Edwards, who represented the Waco area in Congress as a Democrat for 20 years, made his first appearance as a lecturer in several classes this week. He will continue to give lectures this semester on constitutional development, American national government, international relations and public service internship courses.
“If I can be a positive influence in the life of one student here at Baylor, then that would be very meaningful to me,” Edwards said at a Tuesday morning press event. “I’ll always revere this great university. It has a legacy of developing leaders in business and government, in our churches and houses of worship, and now to be officially part of that family is a wonderful new chapter in my life.”
As part of his chairmanship, Edwards will assist the W. R. Poage Legislative Library staff with moving his congressional papers to the Baylor archives.
“It is my hope that perhaps through the study of these 20 years in Congress, young people might learn that public service really still should be a noble calling,” Edwards said. “Our democracy is imperfect, the people who serve in it are imperfect, but it’s still the greatest democracy in the history of the world.”
Ben Rogers, director of the Poage library, said Edwards’ papers will be a valuable future resource for students and researchers who want to view historical events that occurred during Edwards’ career through the window of his congressional office.
“Thirty or 40 years from now,” Rogers said, “things about the Clinton impeachment, 9/11 [or] any historical event that happened during those 20 years are going to be reflected in these papers, which is true of all of the congressional papers. It’s not just papers; it’s about people.”
12 congressmen have now stored their records in the Poage Library, including Edwards and the library’s namesake, former Rep. William Poage, Rogers said.
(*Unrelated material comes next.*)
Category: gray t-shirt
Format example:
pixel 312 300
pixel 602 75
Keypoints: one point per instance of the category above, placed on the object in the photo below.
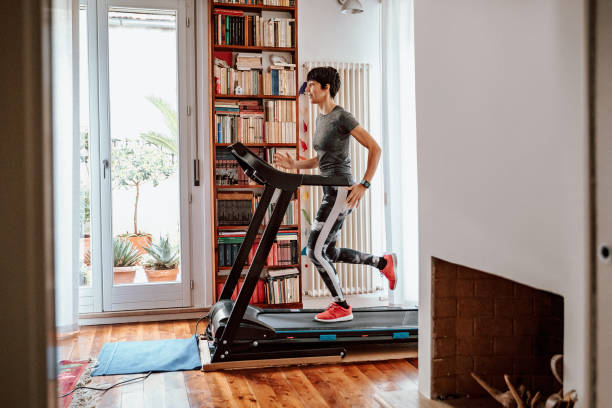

Edwards said Poage is one of his personal heroes.
One of the students with whom Edwards spoke at Dr Pepper Hour was Houston sophomore David Hornbeak.
Hornbeak, who is a member of the Baylor Chamber of Commerce, said Edwards was very friendly and their conversation flipped between humorous anecdotes and a discussion on the importance of servant-leadership.
“What he said was, you have to be able to take direction and also give direction in a way that doesn’t feel like it’s pushed on someone,” Hornbeak said. “[Edwards said you have to] be able to find the nice balance of being a follower and a leader at the same time and serving others in the process.”
Edwards, whose congressional career came to an end after losing his bid for re-election to Republican Bill Flores in November, said he will likely be on campus about two or three weeks per semester.
Although he will not be the sole lecturer for any courses, he will appear at the invitation of professors teaching courses within his field of expertise.